Imagine you have a number of red, blue, and green boxes. Every box makes a beeping noise once in a while. Each box beeps at semi-irregular intervals somewhat specific to the box, sometimes with occasionally longer periods of silence.
You notice that some boxes have "died" and no longer beep, and that sometimes their deaths are preceded by the beeping intervals slowing down. The extent to which this is true varies on an individual basis, perhaps correlated with box color. You've logged every beep in many different boxes' lifetimes at this point (and maybe are logging ones that are still "alive"), and you are now presented with a new box.
With data you've collected from the other boxes, and enough data from observing the new box beep, at a given point in time can you predict the probability that the new box will never beep again?
What sort of model can I use that will let me estimate this? Here's what I've considered:
My confusion about what model to use:
- Survival analysis doesn't quite seem to be the right type of model for this, given that I'm not predicting the survival of population, but of an individual (and that the length of time the box has been alive isn't a factor in its survival).
- I thought maybe a moving average model would work, but the observations aren't equally spaced in time, and moving averages require stationary data, while I care about trends.

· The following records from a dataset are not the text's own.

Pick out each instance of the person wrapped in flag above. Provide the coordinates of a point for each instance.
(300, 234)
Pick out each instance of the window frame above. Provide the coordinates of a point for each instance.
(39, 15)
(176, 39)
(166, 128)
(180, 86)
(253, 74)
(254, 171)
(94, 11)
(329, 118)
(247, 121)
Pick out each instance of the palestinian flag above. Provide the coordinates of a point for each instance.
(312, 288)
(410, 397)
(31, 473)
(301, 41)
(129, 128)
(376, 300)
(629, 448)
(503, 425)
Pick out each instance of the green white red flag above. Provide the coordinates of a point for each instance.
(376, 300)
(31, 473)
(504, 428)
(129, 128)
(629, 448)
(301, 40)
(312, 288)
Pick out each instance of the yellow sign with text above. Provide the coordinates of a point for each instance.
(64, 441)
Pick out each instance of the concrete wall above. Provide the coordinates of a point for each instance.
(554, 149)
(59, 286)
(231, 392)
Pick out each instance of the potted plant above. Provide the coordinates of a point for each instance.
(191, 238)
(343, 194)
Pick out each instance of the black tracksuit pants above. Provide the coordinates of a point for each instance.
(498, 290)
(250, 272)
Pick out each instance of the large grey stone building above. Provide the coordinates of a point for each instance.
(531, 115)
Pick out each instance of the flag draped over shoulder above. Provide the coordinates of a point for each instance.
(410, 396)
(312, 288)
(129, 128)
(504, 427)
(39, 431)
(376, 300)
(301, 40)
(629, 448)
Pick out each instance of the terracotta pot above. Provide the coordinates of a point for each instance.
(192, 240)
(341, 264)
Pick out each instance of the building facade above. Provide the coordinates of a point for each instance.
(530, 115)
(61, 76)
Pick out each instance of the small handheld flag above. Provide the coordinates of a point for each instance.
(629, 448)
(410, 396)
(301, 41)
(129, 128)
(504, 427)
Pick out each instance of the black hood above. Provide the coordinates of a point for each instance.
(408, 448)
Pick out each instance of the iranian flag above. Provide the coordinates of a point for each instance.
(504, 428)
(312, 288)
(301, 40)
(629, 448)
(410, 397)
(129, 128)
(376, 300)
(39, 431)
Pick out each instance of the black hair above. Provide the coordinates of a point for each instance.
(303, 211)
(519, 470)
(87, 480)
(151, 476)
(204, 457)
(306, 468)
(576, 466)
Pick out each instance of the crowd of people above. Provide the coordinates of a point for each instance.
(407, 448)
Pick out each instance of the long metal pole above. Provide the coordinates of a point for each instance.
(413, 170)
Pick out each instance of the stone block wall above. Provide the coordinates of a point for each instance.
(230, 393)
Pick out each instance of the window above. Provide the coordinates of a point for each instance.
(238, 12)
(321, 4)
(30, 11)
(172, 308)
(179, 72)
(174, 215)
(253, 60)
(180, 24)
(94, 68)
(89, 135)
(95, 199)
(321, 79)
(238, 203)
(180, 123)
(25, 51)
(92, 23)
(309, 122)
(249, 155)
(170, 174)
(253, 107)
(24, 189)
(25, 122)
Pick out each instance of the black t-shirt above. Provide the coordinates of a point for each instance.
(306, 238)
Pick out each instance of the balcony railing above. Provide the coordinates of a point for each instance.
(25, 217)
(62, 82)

- The best model I've seen so far probably is a inhomogeneous Poisson point process, but I'm not sure it can account for the types of considerations I want--if, say, a box has a short frequency but occasionally large lags, I'd want the model to "consider" the possibility that the current silence could be a lag as well.
I really like working with stats, but right now I just don't know where to even look. Even if you're not an expert, I'd appreciate any pointers, guesses, or directions you might suggest.